Patronları ve kurumları silkelemenin en iyi yolu bu olabilir
Görünüşe göre en ideal model bu — ve iyi sonuçlar da böyle geliyor. Yapay zekâyla ilgileniyorum ama uzmanı değilim. Fakat ‘merak’ konusu her zaman ilgimi çekmiştir. “Merakı kurumsallaştırmak” cümlesi bana o kadar iyi geldi ki… Hem toplantı sonrası Jason’a, hem de akşam karşılaştığım “Merak Listesi” adlı podcastin yapımcısı, merak uzmanı Çağrı Küpeli’ye aynı şeyi söyledim:
“Meraklı kurum nasıl olunur?” eğitimleri ve konuşmaları yapın. Siz yapmazsanız da ben yaparım. Patronları ve kurumları silkelemenin en iyi yolu bu olabilir. Yani hem çalışanların meraklarını körüklemekten hem de merakı yapılaştırmaktan bahsediyorum. Merak önce kişilerden gelir; körüklerseniz büyür ve yeni ürünlere, markalara, işlere dönüşür. Zor zamanlarda şirketi büyütür, krizden çıkarır. Kesin bilgi.

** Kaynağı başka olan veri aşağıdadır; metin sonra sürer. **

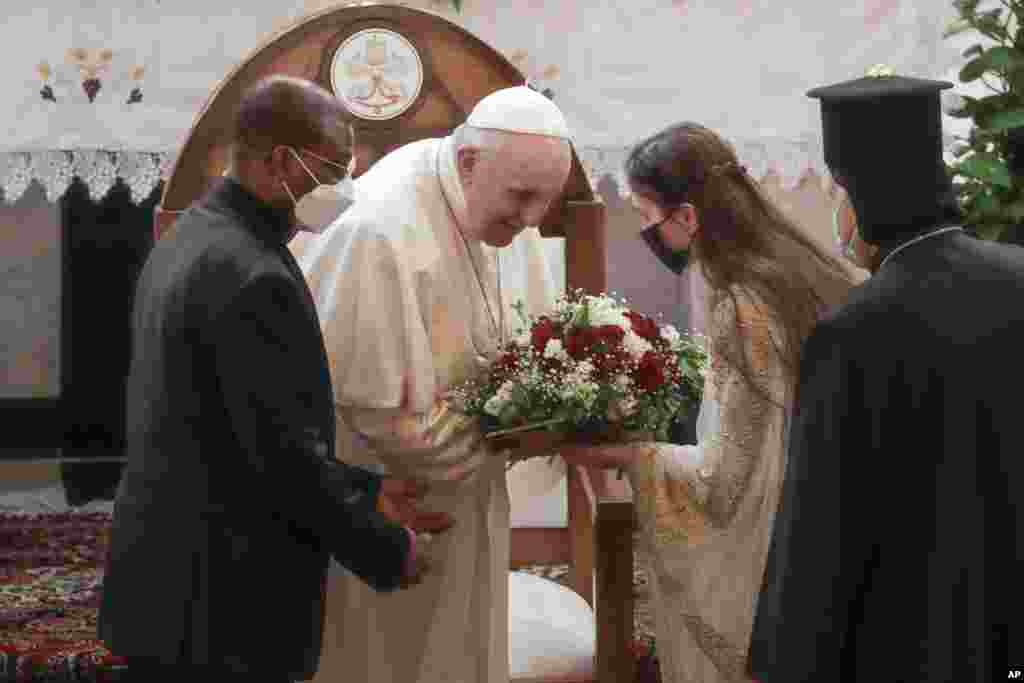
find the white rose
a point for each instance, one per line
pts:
(554, 349)
(497, 403)
(584, 370)
(670, 334)
(636, 345)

Ama işte sorun da burada başlıyor. Her seferinde kanıtlanmamış tam güvenilir olmayan, özellikle bilişim teknolojisi alanındaki konular — her türlü yenilik ve sistem değişikliği dahil — bir korku bulutuyla yasaklanıyor. Böylece birçok şirket yenilikleri araştırmak, keşfetmek yerine kurallarla ve limitlerle önünü kesiyor.

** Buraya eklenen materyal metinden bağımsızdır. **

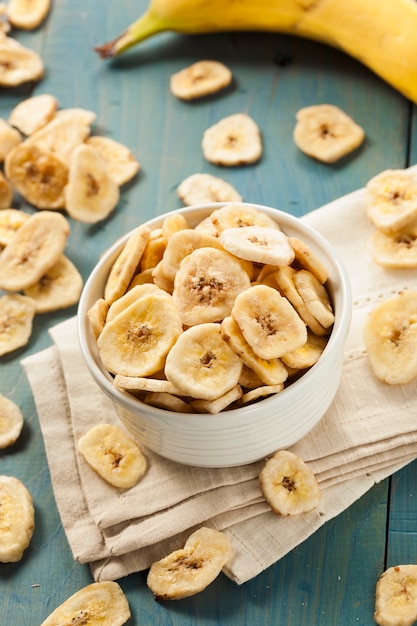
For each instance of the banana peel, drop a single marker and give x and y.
(380, 35)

Merak biraz da “rahat battı” demek
Peki, merak kurumsallaşır mı? Ya da meraklı kurum nasıl olunur? Meraklı kurumların diğerlerinden farkı nedir? Bu sorulara sizin yorumlarınız ne olur, gerçekten merak ediyorum. Merak biraz da “rahat battı” demek. Kalıbına sığmayanların daha yenilikçi ve maceracı olduğunu biliyoruz, dinliyoruz.
Meraklılar olmasaydı bugün hâlâ tek kıtada yaşayıp tarımla uğraşan, çok daha basit hayatlar yaşıyor olurduk.Gerçi bu da kulağıma o kadar kötü gelmedi.Rahat Battı podcast’inde, herkesin yaptığının tersine cesur adımlar atıp yapılmayanı yapan cesur ve meraklı insanlarla konuşuyorum. Ve onlardan çok şey öğrenmeye devam ediyorum.
Geçtiğimiz hafta Rahat Battı konuğum, hukuk okuyup üzerine iki yüksek lisans yapan ama bugün bambaşka alanlardaki çalışmalarıyla tanıdığımız — benim “modern zaman düşünürü ve gezgini” olarak tanımladığım — Damla Tantekin’di. Son cümleyi Sevgili Damla’dan alıntıyla bitireyim:
“Geride bırakacağın miras tek bir şeyden ibaret değildir. O, dokunduğun her yaşamda, etkilediğin ya da etkilemediğin her insanda; destek olduğun ya da incittiğin herkesin hikâyesinde yaşar. Asıl mirasın budur.”